Gare Saint-Lazare, alors que je poursuis la lecture des textes écrits après la trépanation par Apollinaire passe devant moi un homme noir qui me dit : « Le Seigneur vous aime et vous dit à bientôt. Bonne journée ». Ça pourrait faire flipper.
                                                                               *
Au Camélia ; autre discussion de comptoir. On dit mon clope ou ma clope ? L’un est sûr de lui : « Clope, c’est masculin. On dit une clope dans l’usage mais c’est un clope qu’il faudrait dire. » L’autre affirme le contraire et demande confirmation à son smartphone qui répond qu’à l’origine nom masculin, un clope désignait un mégot avant de désigner une cigarette au féminin.  « C’est ce qui s’appelle mégoter » concluent-ils.
                                                                                *
Chez Book-Off, celui qui repose un livre après avoir fauché le marque-page qui s’y trouvait, celle qui repose un livre de cuisine après avoir photographié la recette qui l’intéresse.
 

1er mai 2024


Un grand ciel bleu ce lundi matin au-dessus de Rouen mais à midi quand je rejoins le Son du Cor, désormais ouvert sept jours sur sept comme il y a longtemps, des nuages ont fait leur apparition. Cependant je m’installe en terrasse à la table la plus ensoleillée. Le terrain de pétanque voisin a été redessiné et remis en état. Sinon, rien n’a changé depuis l’été dernier.

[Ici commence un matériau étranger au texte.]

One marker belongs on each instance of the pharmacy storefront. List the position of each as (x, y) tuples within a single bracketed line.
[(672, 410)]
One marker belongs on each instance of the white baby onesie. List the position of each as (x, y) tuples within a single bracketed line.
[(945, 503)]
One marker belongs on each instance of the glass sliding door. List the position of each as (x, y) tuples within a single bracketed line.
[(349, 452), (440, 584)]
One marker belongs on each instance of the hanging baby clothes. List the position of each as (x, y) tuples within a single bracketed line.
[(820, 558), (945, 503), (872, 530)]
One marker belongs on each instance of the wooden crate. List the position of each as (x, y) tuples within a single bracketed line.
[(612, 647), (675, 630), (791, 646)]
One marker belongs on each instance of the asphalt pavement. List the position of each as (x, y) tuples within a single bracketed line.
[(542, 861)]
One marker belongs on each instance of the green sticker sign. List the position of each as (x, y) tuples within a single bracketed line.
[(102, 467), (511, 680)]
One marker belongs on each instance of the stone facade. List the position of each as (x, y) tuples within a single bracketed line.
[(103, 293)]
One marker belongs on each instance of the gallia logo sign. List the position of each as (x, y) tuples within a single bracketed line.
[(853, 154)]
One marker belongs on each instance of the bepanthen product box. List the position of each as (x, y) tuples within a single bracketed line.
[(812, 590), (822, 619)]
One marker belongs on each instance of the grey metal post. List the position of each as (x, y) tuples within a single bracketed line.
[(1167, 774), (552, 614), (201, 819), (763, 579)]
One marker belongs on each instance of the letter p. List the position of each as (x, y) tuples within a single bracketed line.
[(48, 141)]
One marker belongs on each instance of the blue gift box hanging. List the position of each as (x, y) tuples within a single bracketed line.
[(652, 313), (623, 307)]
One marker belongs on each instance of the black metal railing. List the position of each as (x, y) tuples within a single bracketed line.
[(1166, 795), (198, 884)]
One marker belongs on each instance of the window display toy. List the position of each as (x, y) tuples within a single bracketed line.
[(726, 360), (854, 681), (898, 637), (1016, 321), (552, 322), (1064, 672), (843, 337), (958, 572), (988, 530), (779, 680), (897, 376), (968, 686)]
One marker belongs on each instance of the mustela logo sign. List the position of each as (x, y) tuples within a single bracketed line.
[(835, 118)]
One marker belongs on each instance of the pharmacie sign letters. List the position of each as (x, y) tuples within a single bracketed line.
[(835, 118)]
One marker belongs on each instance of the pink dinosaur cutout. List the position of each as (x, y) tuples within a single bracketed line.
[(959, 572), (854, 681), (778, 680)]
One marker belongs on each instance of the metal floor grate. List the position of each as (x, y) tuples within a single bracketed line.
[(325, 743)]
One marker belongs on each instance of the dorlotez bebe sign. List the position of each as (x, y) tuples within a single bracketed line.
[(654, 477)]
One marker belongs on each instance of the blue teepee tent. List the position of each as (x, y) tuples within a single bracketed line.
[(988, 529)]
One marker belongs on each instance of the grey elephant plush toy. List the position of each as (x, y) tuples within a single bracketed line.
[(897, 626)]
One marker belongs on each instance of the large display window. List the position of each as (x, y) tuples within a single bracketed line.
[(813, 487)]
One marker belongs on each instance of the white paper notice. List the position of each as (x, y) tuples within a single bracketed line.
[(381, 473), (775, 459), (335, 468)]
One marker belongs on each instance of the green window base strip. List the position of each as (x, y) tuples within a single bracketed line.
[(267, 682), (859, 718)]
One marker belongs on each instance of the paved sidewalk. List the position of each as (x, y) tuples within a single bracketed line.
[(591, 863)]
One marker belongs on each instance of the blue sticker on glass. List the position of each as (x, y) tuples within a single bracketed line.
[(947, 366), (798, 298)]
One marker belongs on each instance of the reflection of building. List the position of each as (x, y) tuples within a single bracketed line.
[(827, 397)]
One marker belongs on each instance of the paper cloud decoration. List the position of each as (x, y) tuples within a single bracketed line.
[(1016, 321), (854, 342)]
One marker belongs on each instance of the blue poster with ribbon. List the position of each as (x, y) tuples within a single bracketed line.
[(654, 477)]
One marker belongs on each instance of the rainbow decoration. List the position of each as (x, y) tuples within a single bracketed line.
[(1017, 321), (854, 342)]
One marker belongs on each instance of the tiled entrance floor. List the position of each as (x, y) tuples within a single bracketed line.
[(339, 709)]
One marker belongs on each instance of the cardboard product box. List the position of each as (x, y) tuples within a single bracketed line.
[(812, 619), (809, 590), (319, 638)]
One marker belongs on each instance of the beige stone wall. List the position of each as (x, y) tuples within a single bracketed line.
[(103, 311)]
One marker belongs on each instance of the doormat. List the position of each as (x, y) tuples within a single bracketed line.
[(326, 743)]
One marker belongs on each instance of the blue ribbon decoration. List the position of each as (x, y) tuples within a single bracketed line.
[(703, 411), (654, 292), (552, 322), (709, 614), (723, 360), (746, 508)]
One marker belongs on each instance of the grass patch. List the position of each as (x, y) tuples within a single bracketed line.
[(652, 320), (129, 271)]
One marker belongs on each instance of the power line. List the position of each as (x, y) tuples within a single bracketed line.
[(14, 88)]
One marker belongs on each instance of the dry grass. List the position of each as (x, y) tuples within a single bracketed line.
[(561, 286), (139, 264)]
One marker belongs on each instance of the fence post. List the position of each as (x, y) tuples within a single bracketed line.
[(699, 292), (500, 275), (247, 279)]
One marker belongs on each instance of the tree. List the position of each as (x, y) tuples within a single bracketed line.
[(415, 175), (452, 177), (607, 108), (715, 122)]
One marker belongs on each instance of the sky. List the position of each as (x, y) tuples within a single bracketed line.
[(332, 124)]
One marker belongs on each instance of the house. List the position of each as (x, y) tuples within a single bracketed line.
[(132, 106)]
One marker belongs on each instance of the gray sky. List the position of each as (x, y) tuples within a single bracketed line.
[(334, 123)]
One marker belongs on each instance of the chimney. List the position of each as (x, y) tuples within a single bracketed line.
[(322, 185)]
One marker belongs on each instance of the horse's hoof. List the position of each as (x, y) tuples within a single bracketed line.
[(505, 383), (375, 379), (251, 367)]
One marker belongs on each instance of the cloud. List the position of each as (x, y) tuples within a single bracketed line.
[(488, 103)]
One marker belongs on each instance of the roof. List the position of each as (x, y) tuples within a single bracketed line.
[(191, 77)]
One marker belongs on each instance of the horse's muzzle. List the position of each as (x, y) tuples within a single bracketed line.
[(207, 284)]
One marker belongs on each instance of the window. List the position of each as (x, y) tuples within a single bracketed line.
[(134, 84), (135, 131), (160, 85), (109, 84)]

Depuis mon retour de Toulon, j’ai repris Journaux intimes de Benjamin Constant dont je n’ai pas encore atteint la moitié car c’est imprimé fort petit comme l’étaient les ouvrages des années Soixante.
A la table voisine, une fille rêve de chaussures Saint-Laurent, celles avec le Y derrière. « Si je les ai, dit-elle, je les mets même au boulot. »
                                                                       *
Sur Seine Maritime Actu, Cindy Marques, organisatrice du Salon de l’Erotisme de Rouen répond à Jean-Michel Bérégovoy, Maire-Adjoint de Rouen, Ecologiste :
« Tout d’abord, il souhaite rendre le salon plus ‘éthique’, peut-il approfondir et nous expliquer ce qu’il entend par là ? Qu’est-ce que l’érotisme pour lui ? »
« Depuis que je suis organisatrice, je n’ai à aucun moment travaillé avec une quelconque production pornographique telle que Jacquie et Michel ou autre. Je n’ai rien à voir avec les accusations dont ces productions font l’objet. »
« Il faut savoir que 70% de ma clientèle vient en couple. Ce sont de graves accusations, et je suis effarée qu’un élu fasse un tel amalgame et fasse preuve d’un si grand manque d’informations. »
« Je suis une femme et bien sûr que nous défendons les valeurs féministes. »
« L’érotisme concerne tout le monde alors arrêtons d’en faire quelque chose de sale et agissons intelligemment. »
                                                                       *
Au lieu de se préoccuper de morale publique et de bonnes mœurs ces défenseurs de la nature et de l’environnement feraient bien de s’en soucier un peu plus.
Ce sont les Socialistes et Ecologistes qui sont responsables de l’imperméabilisation des sols de toutes les places rouennaises (opération Cœur de Ville). Ce sont eux qui ont fait de l’allée Eugène-Delacroix l’endroit le plus étouffant de la ville lors des canicules.
Maintenant à cet endroit ils cassent tout et installent ce qu’ils appellent une canopée « pour offrir un îlot de fraîcheur en plein centre-ville » « A terme, disent-ils, on y trouvera des plantes d'ornement colorées, des plantes grimpantes et couvrantes, mais aussi quelques assises à l'abri du soleil pour les piétons de passage et les habitants du quartier. »
Pour l’instant, ces structures métalliques rendent la place étouffante visuellement. Elles ressemblent à des cages à écureuils comme on n’en trouve plus dans les cours d’écoles maternelles pour des raisons de sécurité, en bien plus grand, et je ne doute pas qu’elles serviront de terrain de jeu nocturne à la jeunesse festive.
De l’art de remplacer une erreur par une erreur.